Candidates for public office have been reluctant to deal with the issue of drug policy reform, and can be expected to do so until we build public support for our positions. It's a cliche, but one that bears repeating: politicians are followers, not leaders (present company excepted of course). Libertarian candidates can always be counted on for support, but many supporters of drug policy reform are reluctant to embrace the rest of the Libertarian platform.
Initiatives seem to offer more of a chance of success than candidate campaigns. States with the initiative process could do well by trying to focus on some of the issues above. However, recent attempts in this area have been marred by the same lack of money and professionalism that has plagued other candidates and organizations.
This leaves us with the prospect of a lobbying organization. This is our best bet for accomplishing political change. This type of organization could focus on defeating bad bills and nurturing the seeds of change, instead of hoping that educational activities will motivate isolated individuals to stem the tide of repression on their own. Individual support is essential for financing and communicating with legislators, but coordination is necessary to track events and devise effective responses.
A lobby would also be better able to form alliances with other political supporters of our agenda, who have themselves learned the power of political action committees and lobbyists. It's hard to mobilize people around public education. We need specific goals that can be operationalized to measure their success or failure.
Although I believe a lobby would be the best organization to achieve our goals, sheer inertia and lack of funds may prevent it from happening. there are several ways we can improve our political effectiveness through existing organizations.
Probably the most important thing we can do is stop viewing other drug policy reform organizations as competitors. At a meeting at the national NORML officie, I heard references to NORML people or CAN people. While certain people may belong to one or another organization, we should view organizations by their mission, not their membership.
We should actively share information between organizations, especially membership and prospect lists, with agreed upon security and privacy precautions.
We must reaffirm that our ultimate goal is to change the drug laws, and to that end provide activists at the state and local levels with the information and support they need to accomplish their goals. Almost as important is focusing on defeating bad laws and initiatives (i.e. Proposition 2 in Alaska). Until we're consistently winning these battles, we can't hope to pass our own agenda.

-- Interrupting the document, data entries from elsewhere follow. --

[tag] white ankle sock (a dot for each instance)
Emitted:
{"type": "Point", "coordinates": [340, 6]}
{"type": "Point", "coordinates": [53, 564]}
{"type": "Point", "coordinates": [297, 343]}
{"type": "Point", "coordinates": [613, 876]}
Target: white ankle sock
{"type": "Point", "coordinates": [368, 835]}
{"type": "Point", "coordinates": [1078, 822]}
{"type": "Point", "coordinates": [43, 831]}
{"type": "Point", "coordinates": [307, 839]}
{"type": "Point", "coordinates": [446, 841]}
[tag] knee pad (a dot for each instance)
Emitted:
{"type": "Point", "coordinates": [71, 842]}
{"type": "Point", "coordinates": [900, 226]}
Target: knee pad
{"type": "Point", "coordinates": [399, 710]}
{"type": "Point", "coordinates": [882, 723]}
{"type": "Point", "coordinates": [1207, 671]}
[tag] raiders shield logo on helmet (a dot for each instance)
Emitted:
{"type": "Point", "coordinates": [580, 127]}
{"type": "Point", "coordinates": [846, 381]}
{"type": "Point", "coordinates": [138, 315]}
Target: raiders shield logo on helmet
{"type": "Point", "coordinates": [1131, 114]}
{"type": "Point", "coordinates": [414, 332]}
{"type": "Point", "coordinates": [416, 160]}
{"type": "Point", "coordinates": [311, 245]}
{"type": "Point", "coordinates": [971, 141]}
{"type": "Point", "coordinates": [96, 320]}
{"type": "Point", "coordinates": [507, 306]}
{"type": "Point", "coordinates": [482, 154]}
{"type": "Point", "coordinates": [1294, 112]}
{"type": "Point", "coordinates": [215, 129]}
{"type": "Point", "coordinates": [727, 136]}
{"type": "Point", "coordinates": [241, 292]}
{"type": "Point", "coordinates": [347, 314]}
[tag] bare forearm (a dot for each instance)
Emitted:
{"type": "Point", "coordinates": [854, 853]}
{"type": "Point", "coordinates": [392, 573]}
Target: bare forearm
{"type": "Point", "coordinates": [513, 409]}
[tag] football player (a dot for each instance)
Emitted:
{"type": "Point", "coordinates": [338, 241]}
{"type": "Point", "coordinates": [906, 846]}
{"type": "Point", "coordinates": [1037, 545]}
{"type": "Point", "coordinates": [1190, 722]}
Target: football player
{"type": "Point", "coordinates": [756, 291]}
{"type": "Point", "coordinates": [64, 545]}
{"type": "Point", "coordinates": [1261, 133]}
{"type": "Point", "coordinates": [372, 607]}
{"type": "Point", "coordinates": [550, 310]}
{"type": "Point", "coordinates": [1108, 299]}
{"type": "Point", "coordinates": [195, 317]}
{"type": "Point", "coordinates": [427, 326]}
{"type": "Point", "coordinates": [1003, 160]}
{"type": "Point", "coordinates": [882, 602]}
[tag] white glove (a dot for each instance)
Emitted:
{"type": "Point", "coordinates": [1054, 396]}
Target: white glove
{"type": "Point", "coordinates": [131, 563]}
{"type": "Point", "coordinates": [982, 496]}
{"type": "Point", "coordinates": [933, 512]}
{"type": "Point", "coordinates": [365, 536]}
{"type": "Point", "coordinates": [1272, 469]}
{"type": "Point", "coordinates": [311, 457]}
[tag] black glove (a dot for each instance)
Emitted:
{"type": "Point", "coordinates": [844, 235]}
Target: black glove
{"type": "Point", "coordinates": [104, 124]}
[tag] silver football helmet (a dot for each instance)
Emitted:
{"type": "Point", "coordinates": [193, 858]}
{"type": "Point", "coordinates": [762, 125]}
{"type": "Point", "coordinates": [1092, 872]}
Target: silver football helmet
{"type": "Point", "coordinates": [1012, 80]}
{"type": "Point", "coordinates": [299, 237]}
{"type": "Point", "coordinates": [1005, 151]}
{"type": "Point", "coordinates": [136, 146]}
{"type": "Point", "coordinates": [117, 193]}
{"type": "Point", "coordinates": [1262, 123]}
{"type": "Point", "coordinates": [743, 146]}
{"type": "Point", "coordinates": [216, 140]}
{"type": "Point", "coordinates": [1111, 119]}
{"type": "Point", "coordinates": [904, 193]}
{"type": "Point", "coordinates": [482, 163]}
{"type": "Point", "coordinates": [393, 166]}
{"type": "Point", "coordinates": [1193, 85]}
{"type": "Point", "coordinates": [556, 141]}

We might consider pooling our resources to fund media and lobbying initiatives that would not be feasible for individual organizations. And until we can alter the drug laws, we should publicize the right of jurors to acquit drug offenders through the use of the jury veto (also known as "jury nullification"). Fully informed juries played a key role in undermining Prohibition and setting the stage for the passage of the 21st Amendment.
Washington is a seductive environment - not only for those in power, but for the loyal opposition as well. The Beltway mentality has a way of detaching those caught in its grasp from the grassroots of support that supply them with money and power. If we are to succeed, those of us in the capital must judge themselves by the peace they can conclude - partially fought and negotiated in Washington, but for the rest of the country too - and given the predominance of the United States in international drug policy, the rest of the planet as well.